Modern people nearly always have their cellphones with them and many feel anxious and uneasy when they do not. This condition is known as “no mobile phone phobia,” or “nomophobia” for short. Cellphone addiction includes having to check social messaging apps such as Facebook and Line every few minutes so that you can promptly reply to any messages.
There is also a brain power problem.

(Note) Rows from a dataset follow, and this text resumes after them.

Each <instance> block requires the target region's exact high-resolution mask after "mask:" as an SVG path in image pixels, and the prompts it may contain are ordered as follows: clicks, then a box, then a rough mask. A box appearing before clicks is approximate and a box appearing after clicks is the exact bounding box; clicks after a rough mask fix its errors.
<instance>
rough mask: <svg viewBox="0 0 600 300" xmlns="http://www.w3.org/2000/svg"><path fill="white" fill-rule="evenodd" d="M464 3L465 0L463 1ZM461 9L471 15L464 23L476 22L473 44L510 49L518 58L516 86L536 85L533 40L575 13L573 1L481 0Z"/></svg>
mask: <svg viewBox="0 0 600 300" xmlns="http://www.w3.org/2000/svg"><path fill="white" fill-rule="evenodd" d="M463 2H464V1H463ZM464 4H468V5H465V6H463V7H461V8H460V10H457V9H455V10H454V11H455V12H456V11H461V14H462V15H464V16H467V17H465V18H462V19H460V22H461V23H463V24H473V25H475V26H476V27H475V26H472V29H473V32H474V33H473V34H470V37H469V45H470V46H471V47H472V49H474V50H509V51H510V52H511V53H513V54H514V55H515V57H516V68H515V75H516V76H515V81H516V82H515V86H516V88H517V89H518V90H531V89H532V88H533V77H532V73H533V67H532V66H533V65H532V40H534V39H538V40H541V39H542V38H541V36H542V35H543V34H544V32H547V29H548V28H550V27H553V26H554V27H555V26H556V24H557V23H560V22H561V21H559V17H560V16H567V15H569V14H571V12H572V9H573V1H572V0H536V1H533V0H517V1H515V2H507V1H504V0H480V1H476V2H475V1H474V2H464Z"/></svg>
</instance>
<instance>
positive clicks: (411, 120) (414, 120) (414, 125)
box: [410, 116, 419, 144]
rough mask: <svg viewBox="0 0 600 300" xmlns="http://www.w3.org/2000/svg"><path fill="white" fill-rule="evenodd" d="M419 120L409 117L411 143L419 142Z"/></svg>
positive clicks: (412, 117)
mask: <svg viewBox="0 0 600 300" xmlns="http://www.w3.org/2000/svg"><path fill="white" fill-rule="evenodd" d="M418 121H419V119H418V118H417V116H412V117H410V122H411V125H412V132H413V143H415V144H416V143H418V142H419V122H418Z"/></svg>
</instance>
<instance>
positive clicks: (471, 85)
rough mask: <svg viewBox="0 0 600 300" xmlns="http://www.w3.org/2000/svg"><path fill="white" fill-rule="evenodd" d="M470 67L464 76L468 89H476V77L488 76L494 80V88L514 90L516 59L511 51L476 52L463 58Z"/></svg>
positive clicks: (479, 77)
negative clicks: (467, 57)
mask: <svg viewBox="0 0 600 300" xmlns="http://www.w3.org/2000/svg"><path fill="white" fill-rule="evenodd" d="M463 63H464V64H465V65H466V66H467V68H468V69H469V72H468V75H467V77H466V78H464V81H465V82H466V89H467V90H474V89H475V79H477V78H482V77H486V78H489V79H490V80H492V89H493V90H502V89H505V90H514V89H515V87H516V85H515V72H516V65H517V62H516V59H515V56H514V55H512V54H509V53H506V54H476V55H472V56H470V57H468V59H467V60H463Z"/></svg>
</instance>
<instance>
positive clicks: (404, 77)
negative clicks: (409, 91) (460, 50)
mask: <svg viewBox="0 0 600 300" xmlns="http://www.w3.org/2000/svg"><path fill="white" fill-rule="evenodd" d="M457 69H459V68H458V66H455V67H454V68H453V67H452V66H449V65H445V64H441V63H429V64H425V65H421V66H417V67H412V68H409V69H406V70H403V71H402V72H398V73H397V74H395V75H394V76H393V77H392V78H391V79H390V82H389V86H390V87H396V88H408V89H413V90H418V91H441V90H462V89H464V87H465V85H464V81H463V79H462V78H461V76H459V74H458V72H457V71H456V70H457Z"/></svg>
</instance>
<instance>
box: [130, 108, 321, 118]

Smartphones replace many functions of the human brain, so that you no longer need to memorize phone numbers, you can write without using your brain and you do not need to know your way around. In other words, cellphones create a new kind of “illiterates” with diminished brain power.
When I travel by public transport, the bus or train is always full of people playing with their cellphones. While going down the street, I see many shop staff with their eyes glued to their cellphones instead of inviting passers-by to look at their products. When teaching in class, I see some students unable to resist playing with their phones, or trying to disguise this behavior by using tablet computers.
In October, the Professor Huang Kun-huei Education Foundation published a survey on how university professors view their students, in which 80 percent of professors at state universities and 90 percent of those at private universities felt that their students play with their mobile phones or indulge in other distractions during class.
In March 2018, a fifth-grade elementary-school boy in Taipei jumped off a building, apparently because his parents had confiscated his cellphone. Such a reaction is comparable to drug withdrawal syndrome. In June 2018, the WHO recognized Internet gaming disorder as an illness, listing it alongside other addictive psychiatric disorders such as drug addiction.
Kaohsiung Medical University professor Ko Chih-hung (柯志鴻) has found that the brain activity reactions observed by functional magnetic resonance imaging of Internet addicts show craving arousal and poor impulse control. This “digital heroin” is invading the brains of the future masters of our country and could end up shaking its very foundations.
The characteristics of addiction include prioritizing the addictive thing over other things and impaired control, which in turn leads to interpersonal and other impairments. Modern parents might be addicts themselves, so how can they teach and guide their children? No wonder some students say they wish they could become their parents’ cellphones.
Teachers need to have an answer to the question: “What can I do when I put my cellphone down?” They need to practice the concept of guiding technology to improve life instead of harming it. Government authorities must also intervene to turn the tide, as they are doing in New Zealand.
Lin Ji-shing is a university professor.